La G 63 se siente tan maníaca como el modelo anterior al pisar el acelerador, y el sonido del motor no se queda atrás. Aun sin pisar el acelerador a fondo, este motor V-8 fabricado a mano se siente veloz: con sus 627 libras-pie de torque disponibles en el límite inferior de la banda de revoluciones, la AMG logra moverse a buena marcha sin tener que esforzarse. La dirección deportiva de la G 63, al igual que la de la G 550, tampoco exige mucho esfuerzo, pero no escatima en sensaciones. La desventaja más importante de la G 63 es la calidad de su andar, mucho más rígido y menos indulgente que la de su hermana menor. El beneficio son las velocidades en curva de la G 63, más altas de las que puede manejar la G 550, pero dudo que las amas de casa de Beverly Hills, Berlín y Beijing que elijan masivamente los modelos AMG aprecien esta diferencia.

Aunque la mayoría de los compradores de la G-Class rara vez hayan usado sus G-Wagen como todoterreno, el equipo de Mercedes pasó muchas noches sin dormir para garantizar que la nueva Clase G 2019 fuese tan capaz en campo traviesa como su antecesora. Sus esfuerzos tuvieron recompensa.

Mercedes nos llevó a un castillo en la campiña francesa que también funciona como pista de entrenamiento para rally, fue el sitio de lanzamiento de la actualización de la G-Wagen en 1991 y es uno de los tantos sitios de prueba de todoterreno para la 2019. En lugar de esas pruebas de manejo superficiales por senderos polvorientos que muchos fabricantes automotrices cautelosos emplean, Mercedes nos liberó en una gran pista todoterreno que llevó más de una hora en completar. Los ejecutivos de Stuttgart merecen el crédito aquí: la mayor parte de los fabricantes automotrices diseñan y construyen sus propias pistas todoterreno para lanzamientos de prensa de vehículos, pero esta pista era demasiado extensa para haber sido construida para demostrar el éxito de las G. Incluía tramos rápidos de grava, barro, múltiples cruces con agua y cuestas de rocas tan empinadas que, personalmente, lo habría pensado dos veces antes de arriesgarme.

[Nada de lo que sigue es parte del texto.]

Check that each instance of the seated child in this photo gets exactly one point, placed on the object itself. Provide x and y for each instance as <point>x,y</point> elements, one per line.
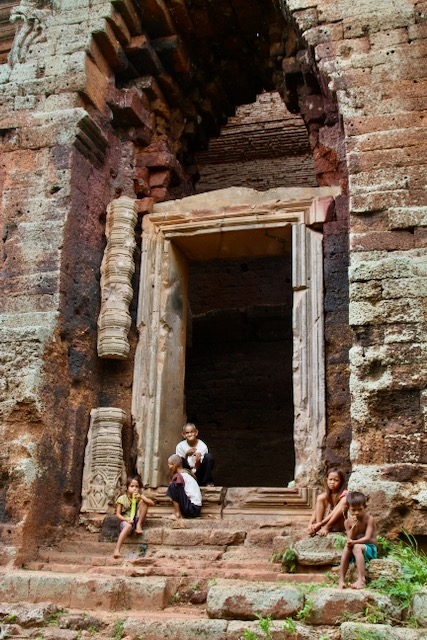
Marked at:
<point>361,545</point>
<point>131,519</point>
<point>331,506</point>
<point>183,490</point>
<point>195,455</point>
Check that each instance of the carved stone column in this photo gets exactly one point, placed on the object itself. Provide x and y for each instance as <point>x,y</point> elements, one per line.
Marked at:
<point>104,470</point>
<point>116,272</point>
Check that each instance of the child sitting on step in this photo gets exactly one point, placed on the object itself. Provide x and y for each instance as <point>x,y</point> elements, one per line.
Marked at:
<point>361,546</point>
<point>183,490</point>
<point>195,455</point>
<point>331,506</point>
<point>131,510</point>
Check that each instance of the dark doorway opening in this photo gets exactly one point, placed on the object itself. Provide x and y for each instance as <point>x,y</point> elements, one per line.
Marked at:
<point>238,382</point>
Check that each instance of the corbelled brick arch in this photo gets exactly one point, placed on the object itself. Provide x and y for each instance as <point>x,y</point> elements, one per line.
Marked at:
<point>109,98</point>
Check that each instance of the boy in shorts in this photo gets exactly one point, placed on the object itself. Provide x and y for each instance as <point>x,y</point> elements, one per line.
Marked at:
<point>361,546</point>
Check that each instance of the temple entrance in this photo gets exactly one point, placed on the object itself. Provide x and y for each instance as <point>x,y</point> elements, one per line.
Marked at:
<point>268,245</point>
<point>238,374</point>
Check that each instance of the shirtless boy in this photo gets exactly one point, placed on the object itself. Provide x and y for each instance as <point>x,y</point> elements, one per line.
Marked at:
<point>183,490</point>
<point>361,545</point>
<point>195,455</point>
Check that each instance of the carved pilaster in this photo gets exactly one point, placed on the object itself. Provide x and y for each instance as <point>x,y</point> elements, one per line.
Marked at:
<point>104,470</point>
<point>33,14</point>
<point>116,272</point>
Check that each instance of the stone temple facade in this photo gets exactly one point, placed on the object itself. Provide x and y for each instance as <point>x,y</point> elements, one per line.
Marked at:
<point>214,211</point>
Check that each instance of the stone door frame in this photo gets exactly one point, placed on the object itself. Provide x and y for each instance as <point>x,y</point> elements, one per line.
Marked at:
<point>158,389</point>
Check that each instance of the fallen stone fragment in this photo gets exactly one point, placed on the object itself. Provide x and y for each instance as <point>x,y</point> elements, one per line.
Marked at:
<point>27,614</point>
<point>243,601</point>
<point>318,550</point>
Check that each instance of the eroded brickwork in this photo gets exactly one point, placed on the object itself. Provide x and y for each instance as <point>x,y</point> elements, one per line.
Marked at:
<point>373,55</point>
<point>109,101</point>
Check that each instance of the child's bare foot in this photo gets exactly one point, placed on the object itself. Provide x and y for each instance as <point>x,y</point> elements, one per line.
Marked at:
<point>359,584</point>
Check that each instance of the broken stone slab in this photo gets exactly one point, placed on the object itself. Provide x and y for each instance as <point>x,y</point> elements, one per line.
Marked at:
<point>195,537</point>
<point>328,605</point>
<point>383,568</point>
<point>277,630</point>
<point>238,600</point>
<point>419,608</point>
<point>354,631</point>
<point>54,633</point>
<point>80,622</point>
<point>318,550</point>
<point>28,615</point>
<point>79,591</point>
<point>176,628</point>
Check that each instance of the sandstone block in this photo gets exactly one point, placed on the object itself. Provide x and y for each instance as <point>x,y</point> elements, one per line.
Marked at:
<point>388,38</point>
<point>329,604</point>
<point>380,267</point>
<point>382,241</point>
<point>365,290</point>
<point>317,551</point>
<point>176,629</point>
<point>306,18</point>
<point>413,287</point>
<point>403,217</point>
<point>325,33</point>
<point>278,631</point>
<point>29,615</point>
<point>352,631</point>
<point>234,600</point>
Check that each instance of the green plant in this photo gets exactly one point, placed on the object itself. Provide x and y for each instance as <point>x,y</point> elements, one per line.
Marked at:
<point>384,546</point>
<point>264,625</point>
<point>412,575</point>
<point>11,618</point>
<point>119,626</point>
<point>290,625</point>
<point>362,633</point>
<point>305,612</point>
<point>287,559</point>
<point>339,541</point>
<point>374,615</point>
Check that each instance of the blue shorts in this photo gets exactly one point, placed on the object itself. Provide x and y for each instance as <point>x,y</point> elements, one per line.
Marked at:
<point>134,523</point>
<point>369,554</point>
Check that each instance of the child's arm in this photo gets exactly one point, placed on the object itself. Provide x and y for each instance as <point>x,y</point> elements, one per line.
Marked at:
<point>147,500</point>
<point>336,513</point>
<point>368,536</point>
<point>317,514</point>
<point>119,514</point>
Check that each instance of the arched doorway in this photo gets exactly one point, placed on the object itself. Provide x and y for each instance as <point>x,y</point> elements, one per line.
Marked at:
<point>228,224</point>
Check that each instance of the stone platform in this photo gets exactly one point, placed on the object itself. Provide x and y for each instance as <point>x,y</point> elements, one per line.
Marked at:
<point>208,578</point>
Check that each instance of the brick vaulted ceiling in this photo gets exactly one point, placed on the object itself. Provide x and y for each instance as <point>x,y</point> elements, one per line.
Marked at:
<point>202,57</point>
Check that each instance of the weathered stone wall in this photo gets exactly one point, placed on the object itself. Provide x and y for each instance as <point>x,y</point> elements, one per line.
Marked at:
<point>373,55</point>
<point>78,123</point>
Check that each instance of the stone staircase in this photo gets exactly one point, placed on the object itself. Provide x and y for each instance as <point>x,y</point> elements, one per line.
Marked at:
<point>208,578</point>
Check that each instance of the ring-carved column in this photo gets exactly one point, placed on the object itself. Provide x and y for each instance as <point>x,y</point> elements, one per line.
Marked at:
<point>117,269</point>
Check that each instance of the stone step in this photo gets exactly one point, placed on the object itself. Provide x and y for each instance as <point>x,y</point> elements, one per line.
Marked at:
<point>178,622</point>
<point>83,591</point>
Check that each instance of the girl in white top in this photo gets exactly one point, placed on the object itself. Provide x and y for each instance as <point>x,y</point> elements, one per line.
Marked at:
<point>183,490</point>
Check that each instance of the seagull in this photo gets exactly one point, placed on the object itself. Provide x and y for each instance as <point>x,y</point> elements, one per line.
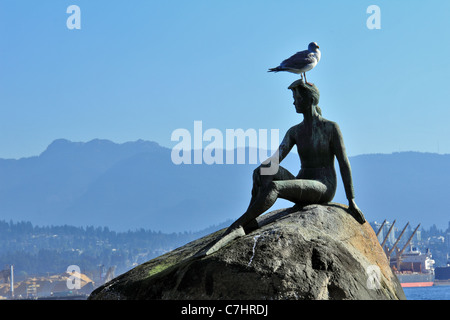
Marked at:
<point>301,62</point>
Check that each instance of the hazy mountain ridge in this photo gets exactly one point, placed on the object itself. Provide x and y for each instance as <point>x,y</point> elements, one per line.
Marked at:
<point>135,185</point>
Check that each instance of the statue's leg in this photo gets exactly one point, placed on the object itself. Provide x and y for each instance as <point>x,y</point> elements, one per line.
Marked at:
<point>264,194</point>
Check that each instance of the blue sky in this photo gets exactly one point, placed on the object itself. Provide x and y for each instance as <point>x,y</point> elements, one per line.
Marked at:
<point>141,69</point>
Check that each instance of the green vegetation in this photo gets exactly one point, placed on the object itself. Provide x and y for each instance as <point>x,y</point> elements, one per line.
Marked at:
<point>35,250</point>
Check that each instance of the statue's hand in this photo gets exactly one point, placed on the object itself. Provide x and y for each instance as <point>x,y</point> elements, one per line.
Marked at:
<point>356,212</point>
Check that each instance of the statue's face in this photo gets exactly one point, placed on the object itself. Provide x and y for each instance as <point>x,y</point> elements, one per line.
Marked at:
<point>301,102</point>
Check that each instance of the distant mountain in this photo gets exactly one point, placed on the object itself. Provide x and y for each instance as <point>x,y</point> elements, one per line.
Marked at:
<point>135,185</point>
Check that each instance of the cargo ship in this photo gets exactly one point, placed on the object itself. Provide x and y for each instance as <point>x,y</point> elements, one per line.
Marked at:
<point>414,268</point>
<point>442,275</point>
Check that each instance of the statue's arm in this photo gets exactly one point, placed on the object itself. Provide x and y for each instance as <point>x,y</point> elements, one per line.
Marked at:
<point>346,173</point>
<point>285,146</point>
<point>281,153</point>
<point>344,164</point>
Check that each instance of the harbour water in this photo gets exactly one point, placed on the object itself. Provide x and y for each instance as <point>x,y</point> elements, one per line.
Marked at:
<point>428,293</point>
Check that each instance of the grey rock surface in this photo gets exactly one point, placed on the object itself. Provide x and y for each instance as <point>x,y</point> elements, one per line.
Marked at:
<point>314,252</point>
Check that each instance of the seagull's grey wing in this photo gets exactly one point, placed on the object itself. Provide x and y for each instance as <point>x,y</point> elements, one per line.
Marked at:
<point>299,60</point>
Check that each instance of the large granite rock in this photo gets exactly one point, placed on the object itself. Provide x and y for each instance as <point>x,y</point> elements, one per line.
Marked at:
<point>315,252</point>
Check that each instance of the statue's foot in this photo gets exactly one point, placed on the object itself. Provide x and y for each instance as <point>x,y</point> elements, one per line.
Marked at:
<point>358,215</point>
<point>230,235</point>
<point>251,226</point>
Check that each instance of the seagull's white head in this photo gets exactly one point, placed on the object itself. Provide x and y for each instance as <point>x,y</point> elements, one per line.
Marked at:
<point>313,47</point>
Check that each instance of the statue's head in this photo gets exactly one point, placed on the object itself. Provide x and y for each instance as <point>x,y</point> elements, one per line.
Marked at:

Equipada con neumáticos Falken Wildpeak opcionales y las ruedas de 18 pulgadas, la G 550 subió terraplenes rocosos, avanzó por el barro espeso y bajó inclinaciones a paso lento pero con facilidad. Cuando las cosas se pusieron más complicadas, las bajas revoluciones junto con los diferenciales prebloqueados hicieron lo suyo para mantenerse en movimiento. Una luz amarilla debajo de cada uno de los tres interruptores diferenciales indica la condición de prebloqueo; una luz roja sobre el diferencial correspondiente indica que está acoplado.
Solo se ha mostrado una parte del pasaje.